Edwin J. Scott, M.D. ’42, died on February 10 in Hawthorne, N.Y. He was 91. Scott served as a medical technician during World War II, stationed in England, France and Iceland and at Walter Reed General Hospital. In 1948 he became an editorial artist at the Sunday Mirror Magazine for King Features and was later named art director in the promotion department.

Richmond W. Smith Jr., M.D. ’42, died on December 1 in Camden, Maine. He was 90. Smith served for three years as a medical officer in the U.S. Navy during World War II, serving in the battle of Leyte Gulf and early phases of the assault on Okinawa. After the war he completed his residency and a research fellowship at New York Hospital-Cornell Medical Center. After the war he returned to Henry Ford Hospital in Detroit, where he had done his internship. While there he established the Division of Endocrinology and became chair of medicine, publishing articles on obesity research. He also conducted research into osteoporosis and made the first appraisal of the social and economic importance of the disease in the 1960s.

Hilliard Spitz, M.D. ’43, died on December 13 in New London, Conn. He was 90. After his graduation Spitz interned at Mount Sinai Hospital in New York City. He then joined the U.S. Navy, serving as a medical officer at the time of the Normandy invasion in 1944. He also served in the Pacific.
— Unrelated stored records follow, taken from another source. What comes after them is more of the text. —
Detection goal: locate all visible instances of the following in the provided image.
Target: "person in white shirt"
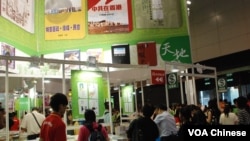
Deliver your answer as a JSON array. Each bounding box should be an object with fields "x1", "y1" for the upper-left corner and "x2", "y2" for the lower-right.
[
  {"x1": 219, "y1": 105, "x2": 238, "y2": 125},
  {"x1": 21, "y1": 107, "x2": 45, "y2": 139},
  {"x1": 154, "y1": 104, "x2": 178, "y2": 141}
]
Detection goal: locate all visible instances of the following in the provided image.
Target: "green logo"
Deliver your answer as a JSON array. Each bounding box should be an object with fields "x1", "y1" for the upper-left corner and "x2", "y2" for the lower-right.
[{"x1": 160, "y1": 36, "x2": 192, "y2": 64}]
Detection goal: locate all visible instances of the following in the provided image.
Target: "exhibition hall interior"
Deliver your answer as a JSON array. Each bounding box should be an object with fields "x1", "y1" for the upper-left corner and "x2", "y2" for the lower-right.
[{"x1": 0, "y1": 0, "x2": 250, "y2": 141}]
In 1948 he returned to New London, his hometown, and started a practice in internal medicine. In 1976 and 1977 he served as president of the Connecticut State Medical Society.

Robert W. Wroblewski, M.D. ’58, died on December 16. He was 78. Wroblewski began his career as a general surgeon in 1963 in Akron, Ohio. After additional training he switched to oncology and oncological surgery, completing a two-year fellowship in oncology at the Boston University Medical Center in 1974. He was chief of oncology at Akron General Medical Center, director of oncology at Medina Community Hospital in Medina, Ohio, and cancer program director at Good Samaritan Hospital in Vincennes, Ind.